Salford Central railway station is offering commuters the chance to journey back in time.
The foyer, which fronts onto New Bailey Street, has been turned into a new gallery to showcase a new exhibition about Salford’s archaeology through the ages.
The idea came from City Mayor Paul Dennett after visiting the nearby Gore Street excavation being undertaken by the Greater Manchester Archaeological Advisory Service.
The Gore Street and Bolton Street area was developed for housing, shops and a brewery in the late 18th century as Salford expanded and the New Bailey prison was built in 1790. More back to back housing, shops, small industrial buildings and yards were added in the 19th century with a brewer living at number 16 Bolton Street and a temperance coffee house at number 15. The Victorian railway viaduct built in Gore Street in still stands but the rest of the area was cleared between the 1960’s and 1980s.
City Mayor Paul Dennett said: “I found the site visit fascinating and thought the train station would be the perfect venue to showcase the amazing work being done by the GM Archaeological Advisory Service in uncovering, interpreting and bringing back to life our history and heritage.
“I’m very grateful to Network Rail and Transport for Greater Manchester for making this exhibition happen and hope people will enjoy seeing an exhibition in a more unusual venue.”
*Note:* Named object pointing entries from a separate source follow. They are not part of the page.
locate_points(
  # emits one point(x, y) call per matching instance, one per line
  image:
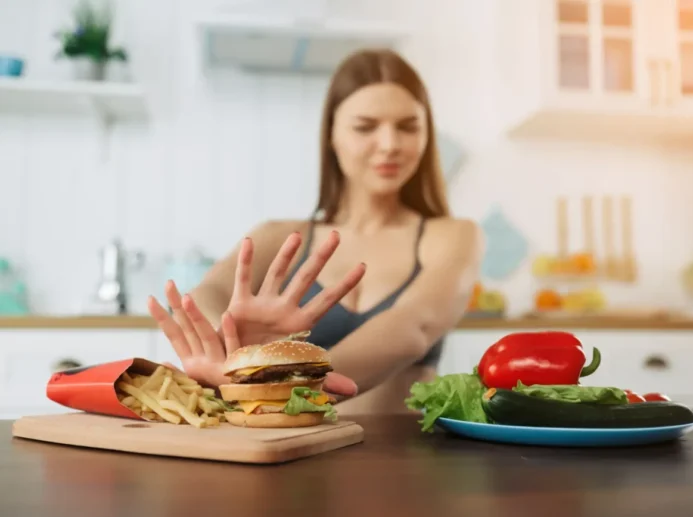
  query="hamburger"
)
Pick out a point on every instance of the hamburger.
point(277, 384)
The exhibition starts with the first hunter-gatherers to settle in the Salford area 8,000 years ago and travels through the development of farming, the Iron Age and the Roman occupation to the medieval development of Salford town at the ford across the River Irwell.
It continues through the industrial revolution and growth of the city’s canals, mills, working class and middle class housing, Worsley New Hall where the new RHS Garden Bridgewater is being created and the changes the railways brought to the fast growing city.
Dr Mike Nevell, Head of Archaeology at the University of Salford, said: “The exhibition presents a decade of fascinating archaeological research in Salford, much of which was conducted through Centre of Applied Archaeology at the University of Salford working with local businesses and construction firms. Our students have played an active role in excavating some of the sites on display, at Chapel Street and the New Bailey Prison for instance, so it’s great to see our work being showcased to the public.”
Cat Dowell, Rail Project Interface Manager from Transport for Greater Manchester said: “I am delighted with the final outcome of the exhibition.
“A lot of work has gone into bringing these displays to life and using our public spaces in this way helps to shape our local areas, capturing the heritage and history and showcasing it in a really accessible way.”
The exhibition is free and can be visited during station opening hours.